Синтянина стояла как ошеломленная.
— Да, да, — повторила Лара, — с тобой говорит двумужница, о которой ему стоит сказать слово, чтобы свести на каторгу, и он скажет это слово, если я окажу ему малейшее неповиновение.
— Ты шутишь, Лара?
— О, да, да; это шутка: они надо мною шутят, они бесчеловечно шутят, но мне это уже надоело, и я не шучу.
При этих словах она вскочила с места и, скрежеща зубами, вскричала:
— Он хочет убить Бодростина и, женясь тайно на мне, жениться на Глафире, но этого не будет, не будет! Я им отомщу, отомщу…
Она зашаталась на ногах и, произнеся: «я их всех погублю!» — упала на прежнее место.
— Оставь их, оставь этот дом…
— Нет, никогда! — простонала Лара. — И теперь это поздно: я их предала, а они уже все совершили.
— Бежим, бога ради бежим!
— Бежать!.. Стой!.. Что это такое?
По лестнице слышались чьи-то шаги, кто-то спешил, падал, вскакивал и бежал снова, и наконец с шумом растворилась дверь, и кто-то, ворвавшись, закричал:
— Лариса! Лара! Alexandrine! Где вы? — откликнитесь бога ради!
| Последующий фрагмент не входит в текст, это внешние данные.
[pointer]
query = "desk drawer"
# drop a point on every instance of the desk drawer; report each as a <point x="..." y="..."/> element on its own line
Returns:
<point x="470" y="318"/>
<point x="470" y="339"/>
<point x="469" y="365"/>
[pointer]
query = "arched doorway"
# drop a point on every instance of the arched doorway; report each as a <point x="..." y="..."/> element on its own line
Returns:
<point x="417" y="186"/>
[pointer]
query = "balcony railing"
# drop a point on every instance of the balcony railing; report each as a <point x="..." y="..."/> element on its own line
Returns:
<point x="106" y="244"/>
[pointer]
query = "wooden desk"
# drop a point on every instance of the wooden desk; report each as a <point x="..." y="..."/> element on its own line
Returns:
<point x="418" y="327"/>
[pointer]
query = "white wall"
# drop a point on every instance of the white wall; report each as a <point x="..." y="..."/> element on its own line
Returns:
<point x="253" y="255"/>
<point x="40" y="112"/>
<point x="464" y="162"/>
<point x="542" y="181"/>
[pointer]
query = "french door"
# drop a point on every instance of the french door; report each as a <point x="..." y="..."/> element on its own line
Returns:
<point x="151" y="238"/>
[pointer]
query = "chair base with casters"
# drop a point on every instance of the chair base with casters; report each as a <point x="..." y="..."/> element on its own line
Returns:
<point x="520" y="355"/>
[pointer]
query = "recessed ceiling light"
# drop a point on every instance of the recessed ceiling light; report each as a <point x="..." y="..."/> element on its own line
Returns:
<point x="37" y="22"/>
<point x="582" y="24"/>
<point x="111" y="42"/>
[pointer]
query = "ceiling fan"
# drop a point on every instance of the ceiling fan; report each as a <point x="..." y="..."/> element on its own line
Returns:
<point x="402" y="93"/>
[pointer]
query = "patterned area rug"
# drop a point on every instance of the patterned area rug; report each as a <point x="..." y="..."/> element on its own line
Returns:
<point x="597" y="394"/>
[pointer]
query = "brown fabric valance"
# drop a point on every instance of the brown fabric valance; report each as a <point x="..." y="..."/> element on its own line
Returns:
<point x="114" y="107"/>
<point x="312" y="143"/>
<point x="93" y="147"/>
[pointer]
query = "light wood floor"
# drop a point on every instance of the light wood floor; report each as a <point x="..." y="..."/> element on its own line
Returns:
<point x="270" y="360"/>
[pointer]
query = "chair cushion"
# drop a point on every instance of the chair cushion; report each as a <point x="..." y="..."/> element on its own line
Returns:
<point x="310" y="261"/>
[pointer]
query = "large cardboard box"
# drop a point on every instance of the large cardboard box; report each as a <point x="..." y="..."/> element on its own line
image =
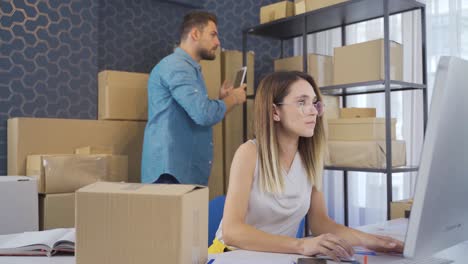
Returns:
<point x="365" y="154"/>
<point x="56" y="211"/>
<point x="400" y="209"/>
<point x="233" y="135"/>
<point x="302" y="6"/>
<point x="319" y="66"/>
<point x="119" y="223"/>
<point x="27" y="136"/>
<point x="276" y="11"/>
<point x="364" y="62"/>
<point x="122" y="95"/>
<point x="68" y="173"/>
<point x="350" y="129"/>
<point x="355" y="112"/>
<point x="18" y="204"/>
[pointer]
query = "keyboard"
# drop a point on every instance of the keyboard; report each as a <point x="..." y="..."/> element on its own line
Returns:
<point x="430" y="260"/>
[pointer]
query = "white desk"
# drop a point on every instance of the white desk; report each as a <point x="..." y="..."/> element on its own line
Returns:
<point x="395" y="228"/>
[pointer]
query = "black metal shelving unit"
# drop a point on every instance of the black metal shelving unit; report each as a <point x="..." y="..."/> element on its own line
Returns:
<point x="340" y="16"/>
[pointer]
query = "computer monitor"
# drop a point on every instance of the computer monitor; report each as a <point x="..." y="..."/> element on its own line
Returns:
<point x="439" y="215"/>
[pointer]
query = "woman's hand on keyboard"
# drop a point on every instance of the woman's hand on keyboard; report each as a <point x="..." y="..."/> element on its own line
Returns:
<point x="382" y="243"/>
<point x="327" y="244"/>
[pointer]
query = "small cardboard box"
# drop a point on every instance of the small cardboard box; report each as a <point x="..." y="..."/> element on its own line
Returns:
<point x="118" y="223"/>
<point x="56" y="211"/>
<point x="365" y="154"/>
<point x="276" y="11"/>
<point x="68" y="173"/>
<point x="351" y="129"/>
<point x="400" y="209"/>
<point x="319" y="66"/>
<point x="18" y="204"/>
<point x="303" y="6"/>
<point x="354" y="112"/>
<point x="89" y="150"/>
<point x="365" y="62"/>
<point x="122" y="95"/>
<point x="28" y="136"/>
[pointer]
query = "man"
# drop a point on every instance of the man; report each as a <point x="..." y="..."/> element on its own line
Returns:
<point x="178" y="145"/>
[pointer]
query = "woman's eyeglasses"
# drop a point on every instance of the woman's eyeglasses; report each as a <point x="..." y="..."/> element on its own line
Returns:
<point x="305" y="106"/>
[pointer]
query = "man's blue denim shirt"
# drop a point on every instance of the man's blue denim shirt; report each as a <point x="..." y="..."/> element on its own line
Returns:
<point x="178" y="136"/>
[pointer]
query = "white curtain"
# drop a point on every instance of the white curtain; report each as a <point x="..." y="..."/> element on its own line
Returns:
<point x="447" y="27"/>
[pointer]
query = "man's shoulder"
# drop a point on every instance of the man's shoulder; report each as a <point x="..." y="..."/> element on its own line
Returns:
<point x="174" y="60"/>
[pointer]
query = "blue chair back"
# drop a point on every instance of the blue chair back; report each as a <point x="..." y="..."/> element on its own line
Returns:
<point x="215" y="214"/>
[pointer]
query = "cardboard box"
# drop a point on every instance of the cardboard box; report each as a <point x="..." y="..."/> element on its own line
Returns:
<point x="27" y="136"/>
<point x="276" y="11"/>
<point x="18" y="204"/>
<point x="68" y="173"/>
<point x="364" y="62"/>
<point x="233" y="130"/>
<point x="319" y="66"/>
<point x="89" y="150"/>
<point x="119" y="223"/>
<point x="365" y="154"/>
<point x="122" y="95"/>
<point x="56" y="211"/>
<point x="350" y="129"/>
<point x="400" y="209"/>
<point x="354" y="112"/>
<point x="332" y="106"/>
<point x="302" y="6"/>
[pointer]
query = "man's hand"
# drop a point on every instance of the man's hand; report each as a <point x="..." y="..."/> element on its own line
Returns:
<point x="225" y="89"/>
<point x="239" y="94"/>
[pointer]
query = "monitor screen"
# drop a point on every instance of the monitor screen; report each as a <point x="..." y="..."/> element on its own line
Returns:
<point x="439" y="215"/>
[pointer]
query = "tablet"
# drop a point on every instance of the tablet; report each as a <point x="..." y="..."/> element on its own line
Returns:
<point x="239" y="79"/>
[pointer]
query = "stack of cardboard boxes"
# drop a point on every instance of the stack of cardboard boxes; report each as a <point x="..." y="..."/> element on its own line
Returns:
<point x="59" y="176"/>
<point x="66" y="154"/>
<point x="357" y="139"/>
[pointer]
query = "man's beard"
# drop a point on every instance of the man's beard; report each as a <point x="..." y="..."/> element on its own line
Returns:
<point x="206" y="55"/>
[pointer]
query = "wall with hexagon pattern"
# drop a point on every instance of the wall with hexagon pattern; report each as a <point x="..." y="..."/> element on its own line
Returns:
<point x="52" y="50"/>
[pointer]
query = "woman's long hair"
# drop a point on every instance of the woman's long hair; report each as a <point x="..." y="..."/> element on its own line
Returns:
<point x="272" y="90"/>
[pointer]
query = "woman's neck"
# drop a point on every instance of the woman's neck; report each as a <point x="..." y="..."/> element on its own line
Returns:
<point x="288" y="144"/>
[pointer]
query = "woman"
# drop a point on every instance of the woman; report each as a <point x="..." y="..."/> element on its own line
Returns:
<point x="276" y="179"/>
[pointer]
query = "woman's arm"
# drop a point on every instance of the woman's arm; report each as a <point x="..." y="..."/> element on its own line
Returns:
<point x="322" y="224"/>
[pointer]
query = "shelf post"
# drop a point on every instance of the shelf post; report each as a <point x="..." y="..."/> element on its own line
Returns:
<point x="244" y="63"/>
<point x="388" y="113"/>
<point x="424" y="66"/>
<point x="345" y="173"/>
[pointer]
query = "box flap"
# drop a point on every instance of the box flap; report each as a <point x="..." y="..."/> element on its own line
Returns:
<point x="16" y="179"/>
<point x="361" y="120"/>
<point x="138" y="188"/>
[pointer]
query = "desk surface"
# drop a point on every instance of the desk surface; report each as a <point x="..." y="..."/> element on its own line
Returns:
<point x="395" y="228"/>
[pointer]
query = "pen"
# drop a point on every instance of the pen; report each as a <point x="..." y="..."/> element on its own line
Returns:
<point x="366" y="253"/>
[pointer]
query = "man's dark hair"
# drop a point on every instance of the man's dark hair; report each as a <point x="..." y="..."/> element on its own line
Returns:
<point x="196" y="19"/>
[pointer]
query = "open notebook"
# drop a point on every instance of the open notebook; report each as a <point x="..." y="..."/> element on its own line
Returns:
<point x="39" y="243"/>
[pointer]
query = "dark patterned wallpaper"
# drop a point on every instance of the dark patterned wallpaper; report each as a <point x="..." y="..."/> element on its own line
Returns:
<point x="51" y="51"/>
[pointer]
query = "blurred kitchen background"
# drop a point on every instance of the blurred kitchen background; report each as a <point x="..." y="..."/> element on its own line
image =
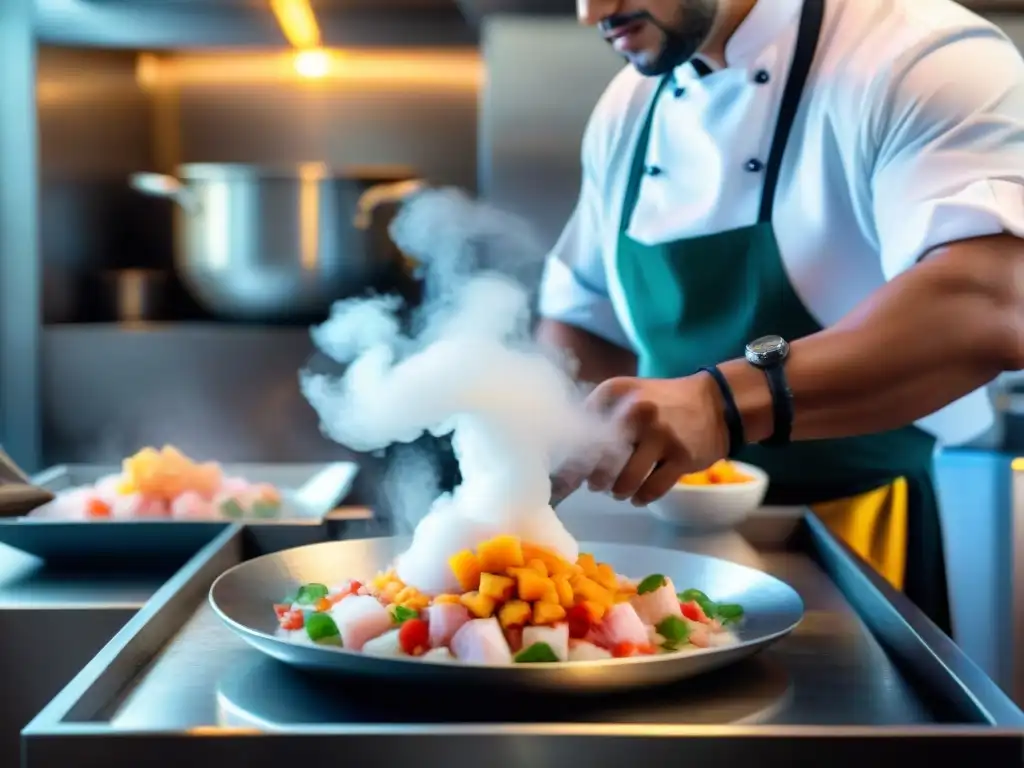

Это был голос Бодростиной.
Лариса и Синтянина остались как окаменевшие: на них напал ужас, а вбежавшая Глафира металась впотьмах, наконец нащупала их платья и, схватись за них дрожащими руками, трепеща, глядела в непроглядную темень, откуда опять было слышались шум, шаги и паденья.
— Закройте меня! — простонала Глафира.
На Синтянину напал ужас. Ближе и ближе несся шум, и в шуме в этом было что-то страшное и зловещее. Меж тем кто-то прежде ворвавшийся путался в переходах, тяжко дышал, бился о двери и, спотыкаясь, шептал:
— Где ты! где же ты наконец… я наконец сделал все, что ты хотела… ты свободна… вдова… наконец я тебя заслужил.
Холодные мурашки, бегавшие по телу генеральши, скинулись горячим песком; ее горло схватила судорога, и она сама была готова упасть вместе с Ларисой и Бодростиной. Ум ее был точно парализован, а слух поражен всеобщим и громким хлопаньем дверей, такою беготней, таким содомом, от которого трясся весь дом. И весь этот поток лавиной стремился все ближе и ближе, и вот еще хлоп, свист и шорох, в узких пазах двери сверкнули огненные линии… и из уст Лары вырвался раздирающий вопль.
Пред ними на полу вертелся Жозеф Висленев, с окровавленными руками и лицом, на котором была размазанная и смешанная с потом кровь.
— Убийца! — вскрикнула страшным голосом Лара.